A assimilação da recuperação extrajudicial pela recuperação judicial pode se ver em inúmeras disposições que regem da mesma forma a recuperação judicial e a recuperação extrajudicial. Assim, o juízo competente é o mesmo (art. 3º da LRF); a prevenção também (art. 6º, § 8º), inclusive para processo estrangeiro (art. 167-D, § 1º). Pode haver mediações antecedentes à recuperação judicial e à recuperação extrajudicial (art. 20-B, § 3º), e o ajuizamento da recuperação extrajudicial reconstitui os direitos e garantias anteriores à mediação (art. 20-C, parágrafo único). E a abrangência de créditos é a mesma (art. 161, § 1º, c/c art. 163, § 1º), assim como a norma de suspensão de ações e execuções é a mesma (art. 163, § 3º). A disciplina sobre a alienação de bens prevista no plano é, em ambos os procedimentos, alienação judicial e regida pelas mesmas disposições legais (art. 166), bem como a eficácia da alienação de bens feita na forma do plano de recuperação extrajudicial é protegida da mesma forma que na recuperação judicial (art. 66-A), e como os demais atos praticados na forma prevista em plano de recuperação extrajudicial não serão ineficazes em caso de falência (art. 131).

Há, no entanto, alguns dispositivos em que se faz referência apenas à recuperação judicial.

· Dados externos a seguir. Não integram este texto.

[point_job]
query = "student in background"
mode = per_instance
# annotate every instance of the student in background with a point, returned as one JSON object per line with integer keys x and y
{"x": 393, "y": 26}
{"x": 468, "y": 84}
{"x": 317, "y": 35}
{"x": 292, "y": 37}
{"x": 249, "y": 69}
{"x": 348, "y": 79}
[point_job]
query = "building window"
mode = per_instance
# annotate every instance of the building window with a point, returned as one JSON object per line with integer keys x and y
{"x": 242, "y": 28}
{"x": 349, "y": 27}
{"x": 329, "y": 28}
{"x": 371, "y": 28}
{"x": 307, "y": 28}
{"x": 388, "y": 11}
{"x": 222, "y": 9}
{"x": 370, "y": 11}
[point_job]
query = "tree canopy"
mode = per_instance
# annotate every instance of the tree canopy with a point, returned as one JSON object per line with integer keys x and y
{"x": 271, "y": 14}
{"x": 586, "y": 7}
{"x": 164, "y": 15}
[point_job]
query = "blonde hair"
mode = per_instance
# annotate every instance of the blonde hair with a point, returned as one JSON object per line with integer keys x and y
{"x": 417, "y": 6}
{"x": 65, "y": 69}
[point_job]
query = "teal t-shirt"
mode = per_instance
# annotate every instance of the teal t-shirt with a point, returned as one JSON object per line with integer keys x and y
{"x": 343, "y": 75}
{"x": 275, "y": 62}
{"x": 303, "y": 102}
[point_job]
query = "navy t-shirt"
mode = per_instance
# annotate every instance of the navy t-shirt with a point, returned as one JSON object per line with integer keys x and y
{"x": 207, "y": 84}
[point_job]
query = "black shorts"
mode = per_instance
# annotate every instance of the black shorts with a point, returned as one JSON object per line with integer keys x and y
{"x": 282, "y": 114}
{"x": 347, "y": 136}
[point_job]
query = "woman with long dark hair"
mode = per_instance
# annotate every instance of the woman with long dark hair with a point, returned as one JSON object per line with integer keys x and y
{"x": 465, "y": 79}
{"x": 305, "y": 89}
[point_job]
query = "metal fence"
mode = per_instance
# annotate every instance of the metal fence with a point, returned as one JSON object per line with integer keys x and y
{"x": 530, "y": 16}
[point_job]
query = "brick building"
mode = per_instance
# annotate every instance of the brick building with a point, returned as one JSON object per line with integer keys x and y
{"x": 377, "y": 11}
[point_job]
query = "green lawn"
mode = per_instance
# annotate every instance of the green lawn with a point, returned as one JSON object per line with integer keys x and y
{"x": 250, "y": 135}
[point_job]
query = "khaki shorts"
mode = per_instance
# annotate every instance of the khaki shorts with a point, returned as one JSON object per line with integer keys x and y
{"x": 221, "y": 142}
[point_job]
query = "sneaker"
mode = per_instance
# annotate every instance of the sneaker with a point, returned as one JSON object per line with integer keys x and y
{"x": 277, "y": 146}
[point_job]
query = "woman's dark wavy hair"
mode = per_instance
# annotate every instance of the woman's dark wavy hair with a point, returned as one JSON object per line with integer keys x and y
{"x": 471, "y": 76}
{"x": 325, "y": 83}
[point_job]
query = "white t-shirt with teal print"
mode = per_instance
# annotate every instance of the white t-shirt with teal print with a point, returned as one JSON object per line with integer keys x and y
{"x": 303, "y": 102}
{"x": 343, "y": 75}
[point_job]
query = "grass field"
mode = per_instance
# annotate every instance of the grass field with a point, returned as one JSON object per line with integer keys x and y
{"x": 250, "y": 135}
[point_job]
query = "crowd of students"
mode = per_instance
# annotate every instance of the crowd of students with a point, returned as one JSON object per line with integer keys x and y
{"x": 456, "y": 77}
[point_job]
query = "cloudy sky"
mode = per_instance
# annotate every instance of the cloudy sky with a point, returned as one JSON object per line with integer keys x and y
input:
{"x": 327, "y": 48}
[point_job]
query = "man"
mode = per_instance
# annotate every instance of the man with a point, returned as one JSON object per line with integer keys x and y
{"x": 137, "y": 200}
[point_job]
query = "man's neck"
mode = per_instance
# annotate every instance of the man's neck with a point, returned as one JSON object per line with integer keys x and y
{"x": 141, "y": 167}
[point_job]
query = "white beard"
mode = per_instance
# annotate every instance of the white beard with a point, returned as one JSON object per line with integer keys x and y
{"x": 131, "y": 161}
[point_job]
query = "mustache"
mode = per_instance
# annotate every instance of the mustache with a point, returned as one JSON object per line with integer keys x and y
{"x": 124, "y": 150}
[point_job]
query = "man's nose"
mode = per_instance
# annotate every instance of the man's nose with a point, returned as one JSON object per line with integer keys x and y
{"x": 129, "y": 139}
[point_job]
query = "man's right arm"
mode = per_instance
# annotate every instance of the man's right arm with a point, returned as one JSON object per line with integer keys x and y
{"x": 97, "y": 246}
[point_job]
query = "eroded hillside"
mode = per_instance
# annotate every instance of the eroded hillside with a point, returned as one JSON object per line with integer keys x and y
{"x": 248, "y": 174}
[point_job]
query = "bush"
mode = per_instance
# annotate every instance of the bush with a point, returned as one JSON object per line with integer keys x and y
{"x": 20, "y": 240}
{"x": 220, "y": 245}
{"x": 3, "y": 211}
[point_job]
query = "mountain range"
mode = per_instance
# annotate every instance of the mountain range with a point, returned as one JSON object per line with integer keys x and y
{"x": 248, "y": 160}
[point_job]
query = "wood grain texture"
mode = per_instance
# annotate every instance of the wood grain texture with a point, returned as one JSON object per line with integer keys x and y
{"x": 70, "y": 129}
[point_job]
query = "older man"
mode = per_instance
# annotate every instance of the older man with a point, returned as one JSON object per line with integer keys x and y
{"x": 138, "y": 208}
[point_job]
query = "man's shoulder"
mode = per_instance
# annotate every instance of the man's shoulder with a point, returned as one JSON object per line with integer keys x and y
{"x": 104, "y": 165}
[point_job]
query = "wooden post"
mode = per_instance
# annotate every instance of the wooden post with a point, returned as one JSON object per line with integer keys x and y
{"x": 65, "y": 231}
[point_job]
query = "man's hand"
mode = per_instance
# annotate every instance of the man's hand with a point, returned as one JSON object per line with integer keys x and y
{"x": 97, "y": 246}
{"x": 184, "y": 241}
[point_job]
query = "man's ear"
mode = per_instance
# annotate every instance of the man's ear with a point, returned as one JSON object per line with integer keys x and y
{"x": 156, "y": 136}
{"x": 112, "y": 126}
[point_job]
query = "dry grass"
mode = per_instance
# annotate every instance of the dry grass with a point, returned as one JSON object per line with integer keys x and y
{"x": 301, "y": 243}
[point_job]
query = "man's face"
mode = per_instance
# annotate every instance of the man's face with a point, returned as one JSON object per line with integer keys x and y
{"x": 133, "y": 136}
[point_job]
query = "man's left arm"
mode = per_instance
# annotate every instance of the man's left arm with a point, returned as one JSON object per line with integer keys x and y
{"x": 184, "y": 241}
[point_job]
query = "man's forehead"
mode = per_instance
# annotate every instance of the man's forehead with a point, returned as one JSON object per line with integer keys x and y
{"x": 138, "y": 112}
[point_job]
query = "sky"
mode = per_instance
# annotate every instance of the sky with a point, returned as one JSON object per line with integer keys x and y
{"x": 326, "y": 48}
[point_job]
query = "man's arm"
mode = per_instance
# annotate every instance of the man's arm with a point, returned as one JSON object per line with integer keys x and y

Assim, por exemplo, o art. 50-A, que dispõe sobre a base de cálculo do PIS/Pasep e sobre a utilização de prejuízo fiscal acumulado e base de cálculo negativa do IR e CSLL, com relação ao impacto contábil decorrente do abatimento de dívidas. Idem com relação ao art. 6º-B, que versa sobre a não aplicação do limite de 30% do prejuízo fiscal acumulado e base de cálculo negativa para absorver ganho de capital decorrente da alienação de bens. Ambos os dispositivos, conquanto mencionem expressamente apenas a recuperação judicial, devem ser lidos como contendo referência à recuperação extrajudicial. Afinal cuidam do mesmo procedimento, embora com nuances diferentes. Tanto que, se se entender de modo diverso, o procedimento de recuperação extrajudicial poderá ser convertido em procedimento de recuperação judicial a pedido do devedor (art. 163, § 7º), para homologação do plano de recuperação com base no termo de adesões previamente colhidas.